Inwardly, Sun Shiwei swore viciously. He took a ragged breath, trying to think through pain and panic. You needed to be loyal to those who paid you, but if you were dead, loyalty didn’t help much on the far side, did it?
“Ah. That’s why he came in so early.” The woman again! How was she so assured, and how would she know that? She added, “That body is what will prove he isn’t just an angry drunk looking to rape a woman while her husband is away.”
He’d been planning to say that! No one had been killed, no one even harmed. Put me in the army, he’d say again. The army needed soldiers, any soldiers.
Harder now, with the dead guard out there. In fact, it became impossible.
“Mind you,” the woman added thoughtfully, “we did know what he was really doing. You will allow my husband and me to thank the prime minister, later, I hope? He saved my life.”
“You did much of that yourself, Lady Lin.” The unseen man’s voice was respectful. Shiwei still couldn’t see any of them. He’d been—it was now clear—deceived and knocked unconscious by a woman.
“Only with your warning,” she said. “I grieve for the guard. That will have been unintended. It forced this one to change his plans.”
Exactly! thought Shiwei. It did!
“He’d have intended no other harm, only to kill me, then rape me after,” the woman went on. She was unnaturally composed.
“After?” said the man.
“To ensure silence. The indignity to my body would have been to hide the reason for my death.”
Fuck you, thought Sun Shiwei. Fuck you and your gelded husband!
Though that last thought brought him back to his present circumstance, and words just spoken, about castration.
“I will tell everything,” he muttered, still trying to look around enough to see what he was dealing with.
“Of course you will,” said the man behind him. “Everyone does under questioning.”
Shiwei felt as if he was about to choke on what was suddenly lodged in his throat. His heart was pounding. His head hurt. He said, urgently, “It was the deputy prime minister! It was Kai Zhen who—”
He screamed. She’d slashed him across the back of the calves.
“A lie. You are the wife’s instrument, not his,” she said. “Kai Zhen is many things, but not this foolish. Not the same day he is exiled.”
“You’ll tell us the truth later,” said another person, speaking for the first time. A colourless voice. A civil service figure? The court, someone with rank?

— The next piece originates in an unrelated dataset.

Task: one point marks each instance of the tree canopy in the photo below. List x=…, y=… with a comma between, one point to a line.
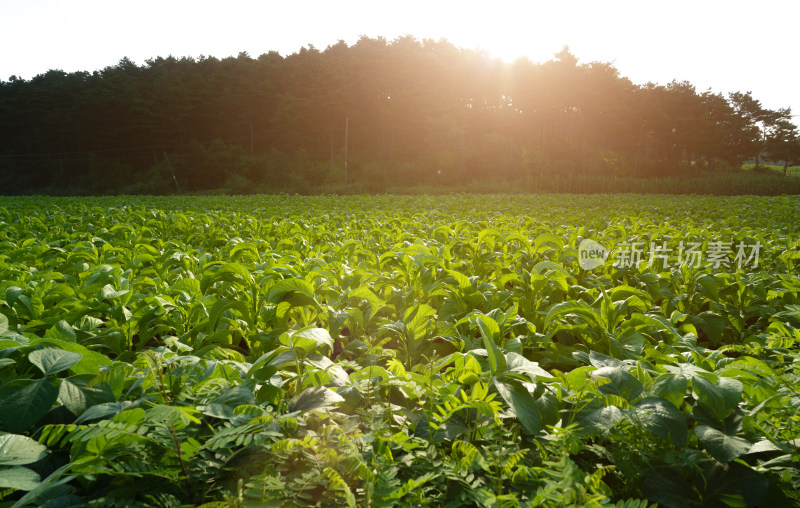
x=418, y=112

“I … I can tell you right now! What do you need me to say?”
The man laughed. He laughed.
“You don’t need to torture me! I will tell. Yes, it was the wife. Lady Yu-lan. It was. You don’t need torture!”
A longer silence. The woman, for once, said nothing. It was the third person who spoke again, finally.
“Of course we do,” he said gravely. “No one will believe a confession if there isn’t any torture. And then you will probably die. Under interrogation, a regrettable accident, the usual way. This was all extremely foolish, as Lady Lin says. And too predictable.”
He sounded almost regretful, Sun Shiwei thought. Not for the torture to come, but as if for the folly of men and women in the world.
The woman said, “If that is the case … if he is not going to be gelded and sent to the army, may I be permitted to strike him again? I am afraid I do feel angry. It may also be foolish, but …”
Sun Shiwei squeezed his eyes shut. The cold-voiced man spoke, judiciously. “He was here to destroy your honour and end your life. I think it can be permitted, gracious lady.”